Source: The Charleston Gazette
Publication date: 2001-05-10
Arrival time: 2001-05-11
LAST week, President Bush spoke against cruelties that are inflicted on
religious minorities in many places around the planet.
Addressing the in Washington, he recounted how Orthodox Russians massacred
Jews in pogroms at the start of the 20th century. He said President Theodore
Roosevelt sent Russia's czar a telegram so stinging that the czar refused to
accept it. When some complained that Roosevelt's rebuke was too strong, the
president "replied that there were crimes so monstrous that the American
conscience had to assert itself."
Bush continued:
"And there still are. Such crimes are being committed today by the government
of Sudan, which is waging war against that country's traditionalist and
Christian peoples. Some 2 million Sudanese have lost their lives; 4 million
more have lost their homes. ... Aid agencies report that food assistance is
sometimes distributed only to those willing to undergo conversion to Islam.
"Iraq murders dissident religious figures. Iran systematically maltreats
Jews, Christians and adherents of the Bahai faith. ... Afghanistan's Taliban
government has horrified the world with its disdain for fundamental human
freedoms, epitomized by its destruction of ancient Buddhist works of art."

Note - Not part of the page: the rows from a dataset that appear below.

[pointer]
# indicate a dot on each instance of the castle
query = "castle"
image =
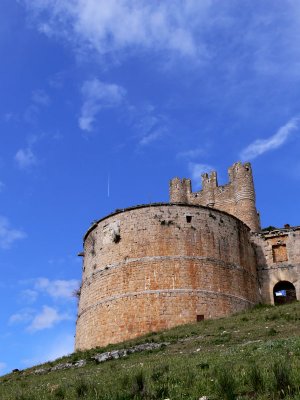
(202, 255)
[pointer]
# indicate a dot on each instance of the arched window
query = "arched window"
(284, 292)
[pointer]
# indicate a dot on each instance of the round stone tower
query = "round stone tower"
(152, 267)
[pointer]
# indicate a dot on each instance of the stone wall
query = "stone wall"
(236, 198)
(153, 267)
(278, 259)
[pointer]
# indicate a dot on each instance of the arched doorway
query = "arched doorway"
(284, 292)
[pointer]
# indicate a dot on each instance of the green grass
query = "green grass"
(251, 355)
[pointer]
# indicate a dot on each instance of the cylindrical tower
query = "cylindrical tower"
(180, 190)
(244, 193)
(152, 267)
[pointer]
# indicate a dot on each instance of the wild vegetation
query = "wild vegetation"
(251, 355)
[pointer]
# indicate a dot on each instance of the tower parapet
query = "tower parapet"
(237, 197)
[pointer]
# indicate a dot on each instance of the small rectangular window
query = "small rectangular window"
(279, 253)
(188, 219)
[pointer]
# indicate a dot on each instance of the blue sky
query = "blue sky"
(136, 92)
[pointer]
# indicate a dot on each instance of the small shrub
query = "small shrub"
(225, 384)
(139, 384)
(203, 365)
(60, 393)
(256, 379)
(81, 388)
(272, 332)
(159, 372)
(282, 373)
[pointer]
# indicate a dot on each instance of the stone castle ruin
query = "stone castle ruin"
(202, 255)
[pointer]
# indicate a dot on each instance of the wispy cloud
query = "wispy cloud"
(60, 346)
(110, 26)
(25, 158)
(196, 170)
(97, 96)
(2, 366)
(192, 153)
(29, 295)
(40, 97)
(261, 146)
(47, 318)
(23, 316)
(9, 235)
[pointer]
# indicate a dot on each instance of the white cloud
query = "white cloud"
(59, 347)
(261, 146)
(2, 366)
(110, 26)
(25, 158)
(47, 318)
(57, 288)
(151, 137)
(23, 316)
(196, 170)
(29, 295)
(98, 95)
(9, 235)
(193, 153)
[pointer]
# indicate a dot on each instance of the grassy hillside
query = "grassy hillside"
(251, 355)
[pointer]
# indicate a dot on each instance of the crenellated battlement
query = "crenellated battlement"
(236, 197)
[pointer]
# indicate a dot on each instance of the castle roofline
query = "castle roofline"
(278, 231)
(138, 206)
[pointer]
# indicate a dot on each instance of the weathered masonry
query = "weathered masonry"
(155, 266)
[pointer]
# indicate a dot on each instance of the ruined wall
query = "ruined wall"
(153, 267)
(278, 259)
(236, 198)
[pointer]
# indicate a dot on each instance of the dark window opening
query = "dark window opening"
(279, 253)
(284, 292)
(188, 219)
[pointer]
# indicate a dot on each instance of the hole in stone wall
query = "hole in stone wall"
(279, 253)
(284, 292)
(117, 238)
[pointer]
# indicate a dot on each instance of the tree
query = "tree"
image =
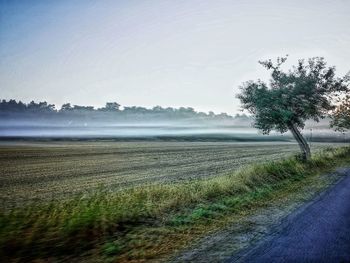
(341, 116)
(306, 91)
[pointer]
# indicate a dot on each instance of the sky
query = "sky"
(169, 52)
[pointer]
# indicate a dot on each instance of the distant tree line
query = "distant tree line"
(110, 110)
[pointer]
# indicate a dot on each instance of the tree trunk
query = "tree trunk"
(304, 147)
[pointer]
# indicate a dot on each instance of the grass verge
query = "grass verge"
(148, 222)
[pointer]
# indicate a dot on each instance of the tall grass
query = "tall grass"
(71, 226)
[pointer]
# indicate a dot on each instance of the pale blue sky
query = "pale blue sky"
(168, 53)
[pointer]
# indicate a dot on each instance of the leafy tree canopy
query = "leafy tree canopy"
(304, 92)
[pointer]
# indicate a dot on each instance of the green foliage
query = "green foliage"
(291, 97)
(341, 115)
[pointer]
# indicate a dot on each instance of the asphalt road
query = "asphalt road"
(318, 232)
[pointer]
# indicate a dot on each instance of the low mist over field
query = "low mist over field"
(43, 120)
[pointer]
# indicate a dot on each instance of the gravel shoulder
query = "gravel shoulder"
(319, 232)
(250, 234)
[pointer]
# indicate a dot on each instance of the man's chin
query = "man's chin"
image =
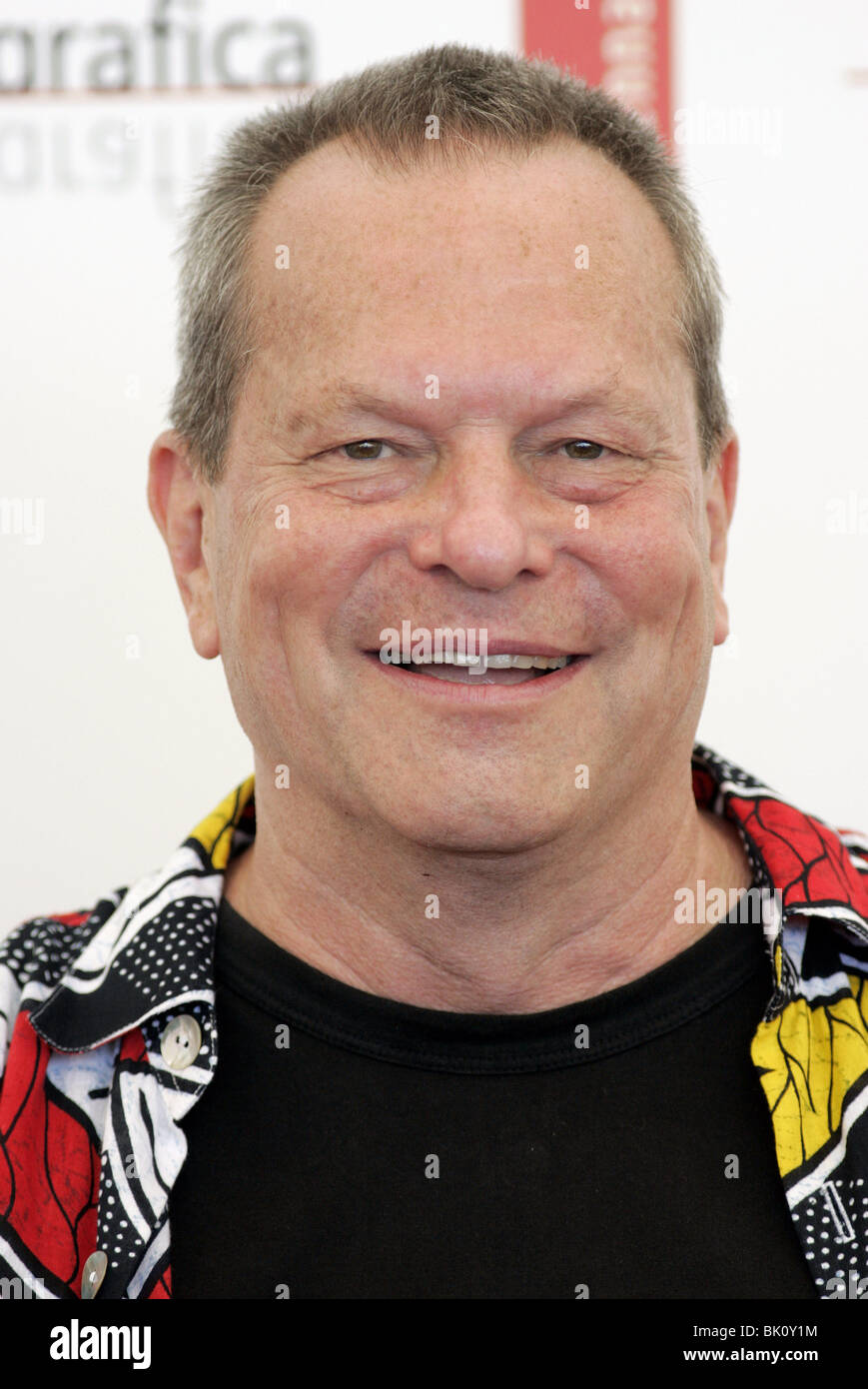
(476, 829)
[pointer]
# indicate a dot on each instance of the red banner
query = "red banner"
(618, 45)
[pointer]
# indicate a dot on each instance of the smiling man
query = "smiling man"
(428, 1007)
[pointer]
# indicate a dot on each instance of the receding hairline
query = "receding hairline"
(444, 157)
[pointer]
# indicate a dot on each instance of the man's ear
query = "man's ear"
(181, 503)
(721, 484)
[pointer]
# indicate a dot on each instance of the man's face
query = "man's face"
(455, 299)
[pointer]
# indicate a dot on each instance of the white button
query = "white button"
(181, 1042)
(93, 1274)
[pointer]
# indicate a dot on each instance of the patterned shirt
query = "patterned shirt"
(107, 1038)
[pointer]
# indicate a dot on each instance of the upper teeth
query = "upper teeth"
(498, 663)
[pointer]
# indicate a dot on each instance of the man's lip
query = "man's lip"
(501, 647)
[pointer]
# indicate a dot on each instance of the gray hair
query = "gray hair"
(483, 102)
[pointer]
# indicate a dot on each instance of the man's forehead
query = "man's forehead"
(348, 255)
(560, 196)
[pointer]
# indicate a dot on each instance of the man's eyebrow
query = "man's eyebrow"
(348, 398)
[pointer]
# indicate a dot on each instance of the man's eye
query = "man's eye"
(364, 448)
(585, 449)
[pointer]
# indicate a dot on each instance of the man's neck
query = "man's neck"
(521, 933)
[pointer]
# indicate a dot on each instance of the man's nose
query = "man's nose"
(482, 520)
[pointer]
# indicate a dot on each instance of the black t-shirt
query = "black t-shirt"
(353, 1146)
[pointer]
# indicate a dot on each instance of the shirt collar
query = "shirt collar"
(153, 954)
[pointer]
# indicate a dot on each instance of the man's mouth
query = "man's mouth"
(503, 669)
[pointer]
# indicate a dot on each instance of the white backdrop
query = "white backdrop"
(117, 737)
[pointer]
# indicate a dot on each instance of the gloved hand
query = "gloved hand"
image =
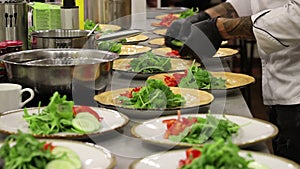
(180, 29)
(203, 41)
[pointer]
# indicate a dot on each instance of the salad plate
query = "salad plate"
(108, 27)
(122, 66)
(233, 80)
(160, 31)
(222, 52)
(251, 130)
(170, 160)
(157, 41)
(12, 121)
(91, 155)
(133, 49)
(135, 39)
(194, 99)
(165, 15)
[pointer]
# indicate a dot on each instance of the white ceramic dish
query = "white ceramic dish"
(194, 99)
(252, 130)
(91, 156)
(12, 121)
(170, 160)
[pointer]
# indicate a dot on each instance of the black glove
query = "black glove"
(180, 29)
(203, 41)
(201, 16)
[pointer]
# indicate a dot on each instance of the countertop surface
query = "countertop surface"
(127, 148)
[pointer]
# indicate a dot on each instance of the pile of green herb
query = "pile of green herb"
(150, 63)
(89, 25)
(110, 46)
(154, 95)
(206, 129)
(219, 155)
(198, 78)
(26, 153)
(55, 117)
(188, 13)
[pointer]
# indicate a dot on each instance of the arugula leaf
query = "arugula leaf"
(207, 129)
(54, 118)
(219, 155)
(110, 46)
(188, 13)
(150, 63)
(154, 95)
(198, 78)
(24, 151)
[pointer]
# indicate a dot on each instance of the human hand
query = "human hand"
(203, 41)
(180, 29)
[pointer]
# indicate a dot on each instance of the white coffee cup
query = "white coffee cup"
(11, 96)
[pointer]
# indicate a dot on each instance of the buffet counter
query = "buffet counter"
(128, 148)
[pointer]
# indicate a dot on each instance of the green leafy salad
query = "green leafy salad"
(110, 46)
(89, 25)
(218, 155)
(154, 95)
(198, 130)
(60, 115)
(150, 63)
(23, 151)
(198, 78)
(188, 13)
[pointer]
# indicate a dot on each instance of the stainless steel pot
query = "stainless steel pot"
(77, 73)
(109, 11)
(60, 38)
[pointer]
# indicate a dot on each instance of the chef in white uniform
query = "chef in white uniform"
(275, 25)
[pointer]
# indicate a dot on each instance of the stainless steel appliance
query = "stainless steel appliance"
(14, 22)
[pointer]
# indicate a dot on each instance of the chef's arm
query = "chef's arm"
(225, 10)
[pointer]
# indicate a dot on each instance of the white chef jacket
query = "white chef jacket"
(276, 26)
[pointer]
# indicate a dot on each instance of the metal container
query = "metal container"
(109, 11)
(77, 73)
(60, 38)
(14, 22)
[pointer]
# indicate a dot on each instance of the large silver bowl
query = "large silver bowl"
(73, 72)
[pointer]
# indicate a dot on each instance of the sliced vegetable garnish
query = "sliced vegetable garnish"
(216, 155)
(199, 130)
(58, 116)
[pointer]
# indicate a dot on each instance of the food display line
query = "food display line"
(127, 148)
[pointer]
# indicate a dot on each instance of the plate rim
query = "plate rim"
(113, 159)
(182, 144)
(168, 109)
(71, 136)
(255, 153)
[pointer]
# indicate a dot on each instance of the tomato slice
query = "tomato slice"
(48, 146)
(79, 109)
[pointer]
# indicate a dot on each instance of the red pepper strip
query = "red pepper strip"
(79, 109)
(170, 81)
(190, 155)
(48, 146)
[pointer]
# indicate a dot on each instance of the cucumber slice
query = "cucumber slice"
(60, 164)
(67, 155)
(86, 122)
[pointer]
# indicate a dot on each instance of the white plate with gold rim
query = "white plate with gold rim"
(251, 130)
(160, 31)
(194, 99)
(123, 67)
(222, 52)
(133, 49)
(170, 160)
(12, 121)
(91, 155)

President Bush's message is exactly on target: Members of underdog
religions often are victims of persecution, usually by adherents of dominant
faiths, but also by secular governments such as those in communist China.
But simply criticizing the cruelty doesn't end it. Curing the age-old menace
seems almost impossible. How can outsiders go into brutal countries and tell
majority believers to stop hurting minority ones? Nobody ever has found a
solution to this problem.
The endless Sudan war began mostly because Muslim rulers in the north tried
to make Christians and animists in the south subject to the Sharia religious
law, which requires chopping off hands and feet, and stoning unwed lovers to
death. Afghanistan likewise enforces this law, with even more severity.
What can the democratic community of nations do to prevent such horrors? If
the United Nations were to mandate human rights and personal liberties for all
minorities, the action would, in effect, tell those oppressive governments
they can't apply the religious law they have chosen.
However, decency requires the world community to do whatever it can to protect
minorities from murder and oppression. Therefore, we hope the United Nations
redoubles its efforts to shield underdogs. And we hope that Bush's speech
signals increased U.S. backing for this cause.